By Erwin M. Mascariñas
Pilar, Siargao Island, Surigao del Norte — A non-government organization specializing on crocodile research and conservation has stepped up its research study on the critically endangered Philippine Crocodile (Crocodylus mindorensis) on its introduced habitat in Siargao Island, Surigao del Norte.
Rainier I. Manalo, program head of crocodile research and conservation of the Crocodylus Porosus Philippines Incorporated (CPPI) explained that the Philippine Crocodile is a smaller freshwater cousin of the more abundant Salt-water Crocodile (Crocodylus Porosus).
According to the International Union for Conservation of Nature Red List of Threatened Species website, fewer than 200 adults are estimated to persist in the wild and the population may be declining despite re-introduction attempts. There has been an observed decline in the overall population of 82% in the known localities and an estimated and inferred decline in the number of adults in the population by 85%-94% over the last three generations. Habitat loss, persecution, and entanglement in fishing nests are the primary ongoing threats. Based upon this past decline, the Philippine Crocodile is assessed as Critically Endangered.

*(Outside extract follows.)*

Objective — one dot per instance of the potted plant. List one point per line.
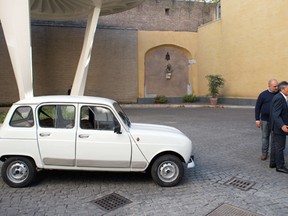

“What we aim now is to further understand the behavior of these fresh water crocodile here on their new habitat five years after they were introduced into Paghungawan Marsh in the town of Pilar. Initially, the aim of the introduction was to enhance the current knowledge on the biology of the species and to contribute to the tourism industry on the island. Now the crocodiles that we released five years ago are adults and on their reproductive stages. Hopefully, we can further monitor and continue our research study that will lead to understand these creatures more,” Manalo added.
On July 27, the three-man team from CPPI successfully installed radio transmitters on two female mature crocodiles in Barangay Jaboy, Pilar town and then released the following day.
“We took two mature female Philippine Crocodile from their habitat in the Paghungawan Marsh and then we successfully attached and installed a radio transmitter on their back,” said Manalo.
Manalo explained that “the radio transmitters that we tagged on the crocodiles will help us understand as to their range or how far they travel along the protected wetlands. This will also serve as baseline data in terms of over all distance of movement for future study as well as for other areas that might seem fit to introduce these species of crocodile.”
According to Manalo, the Philippine Crocodile is a very shy reptile which usually hides underneath small caves and crevices along the wetlands.
The Philippine Crocodile is protected by law since 2001 under Republic Act 9147: The Wildlife Act.